Yo no tenía la nariz tan grande como la de Barbra Streissand... pero tampoco su voz de terciopelo.Es cierto. Tenía el pelo inflado como el de Rita Hayworth, pero ni un gramo de su belleza extraordinaria. Los labios carnosos de Jean Paul Belmondo, pero ninguna oferta del cine francés para protagonizar una película de acción. Las piernas de Amelita Vargas, pero la cintura de Danny de Vitto.
Y el Príncipe Carlos jamás recibió esa carta. Y con la plata del pasaje para ir a conocer al Aga Kahn mamá arregló la trompa chocada del Falcon.

Con esta autoestima de porquería igualmente conseguí novio y me casé. Y mamá me ayudó hasta último momento. Un mes antes de mi casamiento me obesioné con la idea de que tenía cara de varón. En las pruebas del vestido cada vez que me miraba al espejo sentía que era mi padre disfrazado de novia.
Una vez más mamá salió en mi auxilio.
- Mamá. Me parece que tengo cara de varón…
- Ay..no te preocupes, mi chiquita…con el tul y las flores...
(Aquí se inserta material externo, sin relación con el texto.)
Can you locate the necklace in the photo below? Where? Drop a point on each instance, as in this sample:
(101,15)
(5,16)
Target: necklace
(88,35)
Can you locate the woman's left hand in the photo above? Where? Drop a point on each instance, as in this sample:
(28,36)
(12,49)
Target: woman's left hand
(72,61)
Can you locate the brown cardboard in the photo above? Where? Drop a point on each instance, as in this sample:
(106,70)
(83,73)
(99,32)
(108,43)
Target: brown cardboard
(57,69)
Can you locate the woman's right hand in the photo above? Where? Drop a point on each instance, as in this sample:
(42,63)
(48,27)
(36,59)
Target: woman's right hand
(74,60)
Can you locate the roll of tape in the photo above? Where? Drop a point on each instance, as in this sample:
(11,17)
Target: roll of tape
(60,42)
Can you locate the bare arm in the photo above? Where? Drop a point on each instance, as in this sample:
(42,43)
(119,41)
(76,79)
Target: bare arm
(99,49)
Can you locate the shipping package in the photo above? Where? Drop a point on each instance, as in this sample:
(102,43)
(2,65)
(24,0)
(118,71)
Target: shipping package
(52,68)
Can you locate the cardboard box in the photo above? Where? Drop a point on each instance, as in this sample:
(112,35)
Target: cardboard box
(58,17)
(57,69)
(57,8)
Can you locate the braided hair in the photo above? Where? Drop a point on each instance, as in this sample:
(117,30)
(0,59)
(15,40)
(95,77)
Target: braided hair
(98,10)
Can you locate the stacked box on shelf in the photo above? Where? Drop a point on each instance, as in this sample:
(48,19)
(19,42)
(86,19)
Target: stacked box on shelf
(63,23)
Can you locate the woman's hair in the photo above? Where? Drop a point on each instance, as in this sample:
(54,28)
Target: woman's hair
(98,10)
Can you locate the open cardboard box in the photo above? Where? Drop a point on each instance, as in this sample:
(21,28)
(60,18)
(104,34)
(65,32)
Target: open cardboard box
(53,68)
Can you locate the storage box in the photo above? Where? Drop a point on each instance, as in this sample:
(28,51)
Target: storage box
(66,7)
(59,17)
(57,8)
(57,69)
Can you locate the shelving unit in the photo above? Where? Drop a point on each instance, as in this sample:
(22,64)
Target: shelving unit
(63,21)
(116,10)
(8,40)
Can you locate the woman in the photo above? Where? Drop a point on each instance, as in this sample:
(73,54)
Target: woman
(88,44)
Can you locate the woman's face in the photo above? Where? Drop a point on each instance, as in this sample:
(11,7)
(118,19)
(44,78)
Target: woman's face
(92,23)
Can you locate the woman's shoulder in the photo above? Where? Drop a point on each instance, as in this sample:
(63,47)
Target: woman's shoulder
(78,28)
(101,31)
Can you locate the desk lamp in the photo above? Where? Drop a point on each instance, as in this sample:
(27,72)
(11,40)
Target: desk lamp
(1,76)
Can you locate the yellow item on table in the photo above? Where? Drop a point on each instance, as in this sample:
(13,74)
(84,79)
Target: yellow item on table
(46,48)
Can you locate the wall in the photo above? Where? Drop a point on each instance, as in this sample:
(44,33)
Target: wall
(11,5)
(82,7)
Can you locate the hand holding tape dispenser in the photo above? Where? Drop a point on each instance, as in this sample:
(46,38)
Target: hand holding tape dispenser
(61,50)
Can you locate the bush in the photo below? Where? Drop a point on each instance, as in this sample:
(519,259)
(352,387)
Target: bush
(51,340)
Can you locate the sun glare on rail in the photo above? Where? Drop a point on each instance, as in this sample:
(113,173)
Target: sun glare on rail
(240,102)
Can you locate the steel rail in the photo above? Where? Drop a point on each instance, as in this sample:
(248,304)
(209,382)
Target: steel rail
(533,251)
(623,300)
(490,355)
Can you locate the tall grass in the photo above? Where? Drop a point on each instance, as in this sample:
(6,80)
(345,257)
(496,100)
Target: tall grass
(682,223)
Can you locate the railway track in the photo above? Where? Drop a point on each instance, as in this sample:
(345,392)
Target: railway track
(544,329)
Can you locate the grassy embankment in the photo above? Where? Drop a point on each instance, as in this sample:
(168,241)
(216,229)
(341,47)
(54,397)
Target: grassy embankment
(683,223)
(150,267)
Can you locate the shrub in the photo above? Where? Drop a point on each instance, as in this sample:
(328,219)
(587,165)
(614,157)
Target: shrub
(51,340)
martes, 3 de agosto de 2010

LA PENSOTECA

Nunca me dijeron que no podía decir ciertas cosas. Decir que los pies inmundos eran inmundos. Decir que mi abuela dejaba los azulejos del baño impregnados de olor a cola.
Mi madre vigilaba mucho más mis acciones que mis pensamientos. No te comas los mocos, no metas los dedos adentro del puré, no hagas burbujas de baba, no chupes los botones del saco, no digas eso. Nunca me dijo que no pensara.
Pero yo además de pensar lo que pensaba necesitaba nombrar. Hablar de lo obvio, denunciar, decir. La fealdad, por ejemplo. Lo feo me aterraba y me atraía con la misma intensidad. Y quería compartirlo. Los cuerpos humanos y sus deformidades. Y mucho más que cualquier otra parte visible del cuerpo, los pies feos me provocaban arcadas. Y una especie de fascinación lindante con la tortura, debo reconocer. Bocas con dientes apilados, lenguas verdes y verrugas con pelos ocupaban el segundo lugar en esta clasificación nunca dicha o escrita. Estos eran pensamientos que claramente yo identificaba como inconfesables. Como si pensar fuese un oscuro crimen que yo sola sabía que había cometido.
Pensaba. Pensaba cosas acerca de la deformidad y la inmundicia. Pensamientos obscenos que, al no poder decir, iba guardando, uno a uno, sobre los estantes de un raro mueble de mi mente al que denominé la pensoteca.